3.2. Growth Characteristics and Biomass Productivity

Based on the OD and DW measurements, BG-11 medium supplemented with 50% DSW demonstrated the highest growth rates, achieving an OD680 of 2.456 (Figure 2a) and a DW of 1.23 g L−1 (Figure 2b). The Chl-a and Chl-b concentrations, measured on days 4 and 8, revealed that the mixture of BG-11 and 50% DSW yielded the highest levels of Chl-a (10.64 μg mL−1) and b (3.70 μg mL−1) on day 4 (Figure 2c,d).
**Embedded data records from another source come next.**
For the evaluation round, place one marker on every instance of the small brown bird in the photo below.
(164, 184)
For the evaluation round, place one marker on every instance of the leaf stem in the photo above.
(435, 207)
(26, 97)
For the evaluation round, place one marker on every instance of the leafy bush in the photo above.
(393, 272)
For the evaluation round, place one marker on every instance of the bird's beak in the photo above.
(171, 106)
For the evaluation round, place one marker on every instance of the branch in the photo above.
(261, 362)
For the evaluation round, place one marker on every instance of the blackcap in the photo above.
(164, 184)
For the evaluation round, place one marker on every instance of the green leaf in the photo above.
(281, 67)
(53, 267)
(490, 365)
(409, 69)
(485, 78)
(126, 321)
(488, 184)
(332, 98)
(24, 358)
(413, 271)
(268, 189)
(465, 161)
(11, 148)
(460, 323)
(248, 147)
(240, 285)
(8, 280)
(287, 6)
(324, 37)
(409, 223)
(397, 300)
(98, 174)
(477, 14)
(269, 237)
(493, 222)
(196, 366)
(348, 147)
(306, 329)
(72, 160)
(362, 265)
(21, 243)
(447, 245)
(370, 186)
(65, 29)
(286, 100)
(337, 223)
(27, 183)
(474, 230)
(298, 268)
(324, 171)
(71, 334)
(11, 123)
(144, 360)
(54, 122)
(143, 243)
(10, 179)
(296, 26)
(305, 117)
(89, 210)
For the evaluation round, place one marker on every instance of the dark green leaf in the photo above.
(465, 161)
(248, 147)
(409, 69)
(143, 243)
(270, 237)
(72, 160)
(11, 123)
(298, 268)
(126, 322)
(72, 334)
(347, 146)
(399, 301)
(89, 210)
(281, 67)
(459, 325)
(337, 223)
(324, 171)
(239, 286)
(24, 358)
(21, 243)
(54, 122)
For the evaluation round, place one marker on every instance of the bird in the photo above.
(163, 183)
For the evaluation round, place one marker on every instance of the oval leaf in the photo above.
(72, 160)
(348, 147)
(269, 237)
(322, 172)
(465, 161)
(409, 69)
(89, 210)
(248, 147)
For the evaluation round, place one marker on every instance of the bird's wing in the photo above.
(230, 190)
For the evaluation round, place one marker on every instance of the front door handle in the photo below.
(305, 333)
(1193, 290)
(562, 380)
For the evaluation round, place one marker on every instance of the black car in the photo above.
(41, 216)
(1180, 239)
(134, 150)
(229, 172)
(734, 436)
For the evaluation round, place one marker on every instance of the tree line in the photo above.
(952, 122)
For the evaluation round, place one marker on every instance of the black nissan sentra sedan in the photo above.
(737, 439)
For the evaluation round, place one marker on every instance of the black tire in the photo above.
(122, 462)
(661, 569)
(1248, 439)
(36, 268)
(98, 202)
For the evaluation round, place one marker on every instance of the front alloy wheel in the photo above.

In trials using 100% DSW, elevated nutrient and heavy metal concentrations were found to inhibit growth. The microscopic observations on day 8 illustrated significant morphological differences; the cultures in BG-11 maintained a uniform green coloration with well-defined internal structures, presumably chloroplasts (Figure 2e). In contrast, the 100% DSW cultures displayed clumped cells with large vacuoles and a lack of visible internal organelles (Figure 2f).

3.3. Nutrient Removal Efficacy

The nutrient removal capabilities of H. rubescens KNUA214 were assessed in 100% DSW. The study focused on key water pollution indicators, including TN, NH3-N, TP, and SO42−. The nutrient concentrations were measured at the start of the experiment and after 8 days of treatment (Figure 3a). The analysis revealed significant reductions in nutrient levels, with TN reduced by 59.3%, NH₃-N by 67.7%, TP by 40.7%, and SO₄2− by 1.9% (Figure 3b). These results demonstrated the effectiveness of H. rubescens KNUA214 in mitigating nutrient pollution in SW over an 8-day period.

3.4. Pigment Productivity

The carotenoid composition of H. rubescens KNUA214, cultivated in the DSW, was analyzed, focusing on astaxanthin, lutein, zeaxanthin, canthaxanthin, and beta-carotene (Figure 4). On day 4, the highest concentrations of astaxanthin, canthaxanthin, and beta-carotene were observed in BG-11 medium, with values of 0.147 mg g−1, 0.039 mg g−1, and 0.171 mg g−1, respectively. A notable decrease in these concentrations was observed as the DSW level increased. By day 8, an overall increase in the carotenoid content was evident in the media supplemented with the DSW, except for beta-carotene in the BG-11 + 25% DSW mixture. Notably, the BG-11 + 50% DSW mixture showed the most significant increase, with concentrations reaching 0.190 mg g−1 for astaxanthin, 0.064 mg g−1 for canthaxanthin, and 0.260 mg g−1 for beta-carotene. The lutein concentration was relatively stable across all conditions on day 4, ranging from 0.71 mg g−1 to 0.85 mg g−1; however, by day 8, the lutein content had doubled to 1.54 mg g−1 under the BG-11 + 50% DSW condition. Zeaxanthin showed the highest concentration in 100% DSW on day 4, with a remarkable fivefold increase observed in the BG-11 + 25% DSW mixture by day 8. On day 8, the other carotenoids, except for zeaxanthin, reached their peak concentrations under the BG-11 + 50% DSW condition. The astaxanthin concentration increased 2.71-fold, from 0.07 mg g−1 to 0.19 mg g−1, while lutein showed a 2.09-fold increase, from 0.74 mg g−1 to 1.54 mg g−1. The canthaxanthin concentration increased 2.56-fold, from 0.03 mg g−1 to 0.06 mg g−1, and beta-carotene doubled, increasing from 0.13 mg g−1 to 0.26 mg g−1. These results indicated that 50% DSW supplementation offers an optimal environment for enhancing the production of carotenoids in H. rubescens KNUA214, suggesting a potential for scaled bioproduction under controlled dilution conditions.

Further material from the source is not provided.